<横浜4-0阪神>◇9日◇横浜

 2日前の悪夢が横浜新守護神の山口俊投手(21)の脳裏を走る。4点リードの9回表2死、阪神金本に三遊間を破られると、新井を四球で一、二塁。だが、続く林をスライダーで一ゴロに切って試合終了。セーブなどつかなくていい。ハイタッチを取り戻すことが一番だった。

 ホッとした表情で帰途に就いた。不調で2軍降格の石井に代わり抑えを任されたが、7日の巨人戦(東京ドーム)では3-1の8回に小笠原に逆転3ラン。「(明け方の)3時半か4時ぐらいまで考えた。小笠原さんを歩かせてもよかったんじゃないかと…」と眠れなかった。中継ぎ陣の先輩でもある吉川から「オマエしか抑えはいないんだから」とメールをもらい、「一番うれしかった」と切り替えようとした。

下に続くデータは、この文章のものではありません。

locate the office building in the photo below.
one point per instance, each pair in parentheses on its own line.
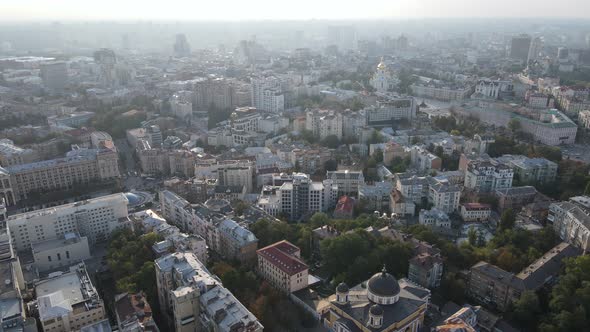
(79,166)
(95,219)
(387,112)
(280,264)
(68,301)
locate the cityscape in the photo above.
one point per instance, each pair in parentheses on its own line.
(410,166)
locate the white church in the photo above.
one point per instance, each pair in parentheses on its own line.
(383,80)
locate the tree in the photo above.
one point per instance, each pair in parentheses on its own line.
(331,141)
(514,125)
(526,310)
(507,219)
(472,235)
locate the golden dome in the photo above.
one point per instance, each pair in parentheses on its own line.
(382,65)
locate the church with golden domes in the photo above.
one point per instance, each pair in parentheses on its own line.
(380,304)
(383,79)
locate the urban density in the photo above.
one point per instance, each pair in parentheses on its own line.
(331,172)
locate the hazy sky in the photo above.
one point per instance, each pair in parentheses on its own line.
(19,10)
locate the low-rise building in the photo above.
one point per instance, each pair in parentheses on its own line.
(95,219)
(280,264)
(475,212)
(488,176)
(376,196)
(379,304)
(134,313)
(67,250)
(193,299)
(434,218)
(497,288)
(515,198)
(426,270)
(571,221)
(68,301)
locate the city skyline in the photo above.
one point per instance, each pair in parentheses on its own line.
(181,10)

 翌8日に4月の月間MVP受賞が発表され「光栄だけど、喜べなかった」と振り返る。同日の試合前練習ではポール間を15本も走った。のしかかる重圧をぬぐい去ろうと、体をいじめた。そしてこの日、火消しに上がり「新井さんの時は少し思い出した。でもこれで完全に切り替えられた。もう負けがつかないようにしたい」と話した。

 大矢監督は「これで吹っ切れたと思う」と目を細めた。5位阪神に1ゲーム差。山口が、真の守護神として再スタートした。